La mentira de Jacob es un acto de una deshonestidad tan profunda que el texto sagrado parece susurrar de vergüenza. El viejo Isaac, incapaz de ver, confía en el oído y en el tacto, y es engañado. La traición es completa. Pero la tragedia se manifiesta en la reacción de Esaú. Cuando regresa del campo, cansado y hambriento, y descubre que su hermano le ha robado la bendición, el texto bíblico describe un grito que resuena a través de las edades, un grito que es una mezcla de furia, desesperación y un dolor incomprensible. Fue un grito de amargura, un estallido de ira y un lamento de humillación. Su grito es un testimonio del poder destructivo de la mentira. La traición de una palabra, el engaño en la comunicación, había erosionado los cimientos de su relación familiar, llevándolos a una hostilidad que duró por generaciones.

La historia de Esaú es un espejo sombrío. Nos muestra que las mentiras, la ira, los gritos, las palabras hirientes, no son meros errores de la comunicación. Son actos de traición. Son las fuerzas que corroen el lazo de la confianza. La comunicación en la familia no es un simple intercambio de información; es una herramienta para construir, para sanar, para edificar y para sostener.

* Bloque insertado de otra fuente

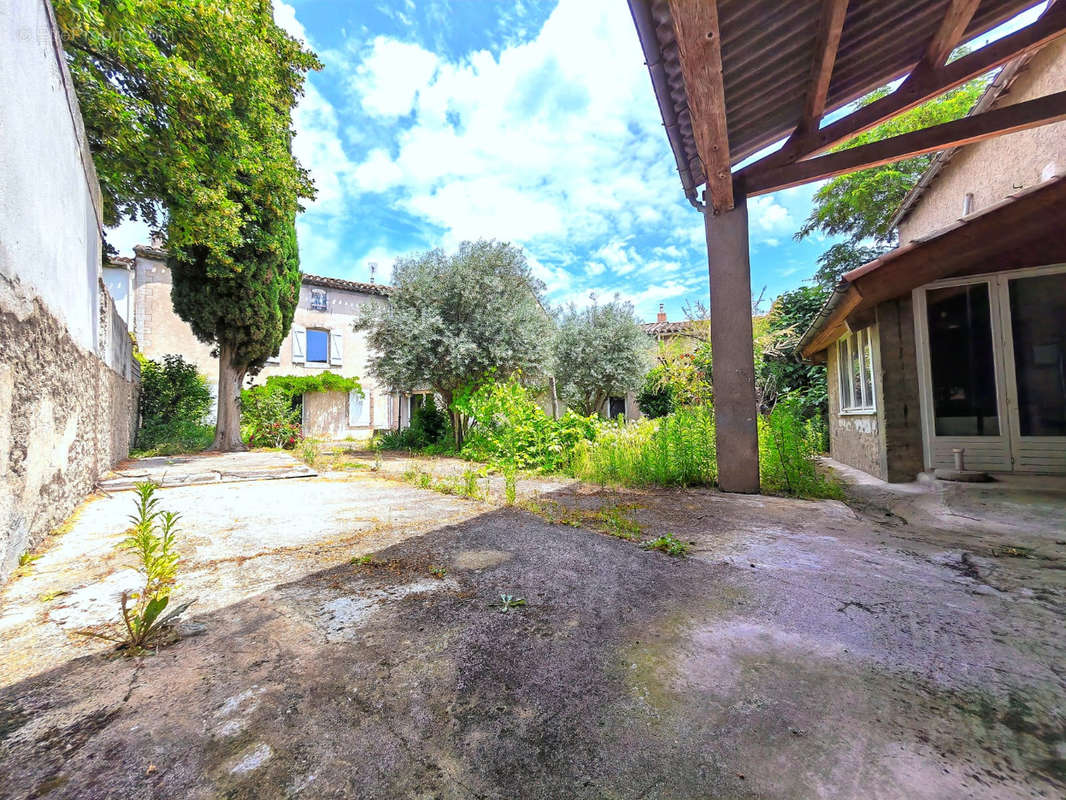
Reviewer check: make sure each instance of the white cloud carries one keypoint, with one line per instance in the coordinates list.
(388, 80)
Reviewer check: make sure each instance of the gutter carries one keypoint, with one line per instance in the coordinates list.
(652, 59)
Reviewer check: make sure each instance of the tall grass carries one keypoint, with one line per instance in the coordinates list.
(679, 450)
(675, 450)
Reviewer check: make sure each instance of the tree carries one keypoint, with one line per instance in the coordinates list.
(243, 305)
(454, 321)
(600, 351)
(188, 109)
(860, 205)
(181, 102)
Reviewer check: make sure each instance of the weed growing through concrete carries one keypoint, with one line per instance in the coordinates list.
(510, 602)
(668, 544)
(151, 540)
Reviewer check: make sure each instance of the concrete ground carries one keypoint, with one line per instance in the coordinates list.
(909, 645)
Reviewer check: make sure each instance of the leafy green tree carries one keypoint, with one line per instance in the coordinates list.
(188, 108)
(454, 321)
(599, 351)
(859, 206)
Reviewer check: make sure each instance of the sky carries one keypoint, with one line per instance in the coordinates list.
(532, 122)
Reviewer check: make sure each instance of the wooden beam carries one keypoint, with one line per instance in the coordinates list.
(955, 21)
(969, 129)
(696, 30)
(922, 85)
(825, 57)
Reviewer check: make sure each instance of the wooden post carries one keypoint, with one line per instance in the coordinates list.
(737, 435)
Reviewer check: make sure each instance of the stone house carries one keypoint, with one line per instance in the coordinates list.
(322, 338)
(68, 382)
(956, 339)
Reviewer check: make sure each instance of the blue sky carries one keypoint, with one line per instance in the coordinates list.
(530, 122)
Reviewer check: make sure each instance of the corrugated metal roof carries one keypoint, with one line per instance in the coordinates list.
(766, 54)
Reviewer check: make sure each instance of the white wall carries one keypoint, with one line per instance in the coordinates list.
(46, 174)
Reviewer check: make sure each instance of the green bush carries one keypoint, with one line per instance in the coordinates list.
(510, 429)
(174, 401)
(676, 450)
(787, 449)
(270, 417)
(656, 398)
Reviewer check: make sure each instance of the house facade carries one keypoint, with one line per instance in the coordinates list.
(322, 338)
(954, 344)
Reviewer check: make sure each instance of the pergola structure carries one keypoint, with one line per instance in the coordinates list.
(733, 77)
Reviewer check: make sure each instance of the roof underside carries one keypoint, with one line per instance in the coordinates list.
(766, 52)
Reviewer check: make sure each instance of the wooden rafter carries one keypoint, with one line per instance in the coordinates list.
(696, 30)
(948, 36)
(969, 129)
(921, 85)
(825, 57)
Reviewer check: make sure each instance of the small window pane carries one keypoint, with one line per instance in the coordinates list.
(318, 346)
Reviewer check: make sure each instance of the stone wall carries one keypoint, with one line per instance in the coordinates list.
(898, 394)
(65, 417)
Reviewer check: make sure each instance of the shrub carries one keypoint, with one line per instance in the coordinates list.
(787, 449)
(270, 417)
(511, 430)
(676, 450)
(656, 398)
(151, 541)
(174, 401)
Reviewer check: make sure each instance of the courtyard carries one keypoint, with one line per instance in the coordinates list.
(349, 639)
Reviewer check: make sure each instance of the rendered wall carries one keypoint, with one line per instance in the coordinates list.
(68, 385)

Es el arte de la edificación, no de la destrucción. La lección de Esaú nos advierte que la deshonestidad y la traición verbal erosionan los cimientos de cualquier relación, dejando un legado de dolor y de distancia.

Por lo tanto, el llamado final es un llamado al alma. Es un llamado a la responsabilidad por cada palabra que pronunciamos. Es un llamado a ser arquitectos de la paz, a ser constructores de puentes, a ser jardineros de la verdad. Que nuestras palabras sean semillas de vida, y no piedras de tropiezo. Que en nuestros hogares, la voz de la honestidad resuene más fuerte que la mentira, la palabra de gracia más fuerte que la crítica, y el susurro del amor más fuerte que el rugido de la ira. Es en este compromiso sagrado que encontramos no solo la promesa de un futuro mejor, sino la posibilidad de una familia que, como la visión de W.E. Gladstone, se alce con la grandeza forjada por la sabiduría de la Biblia.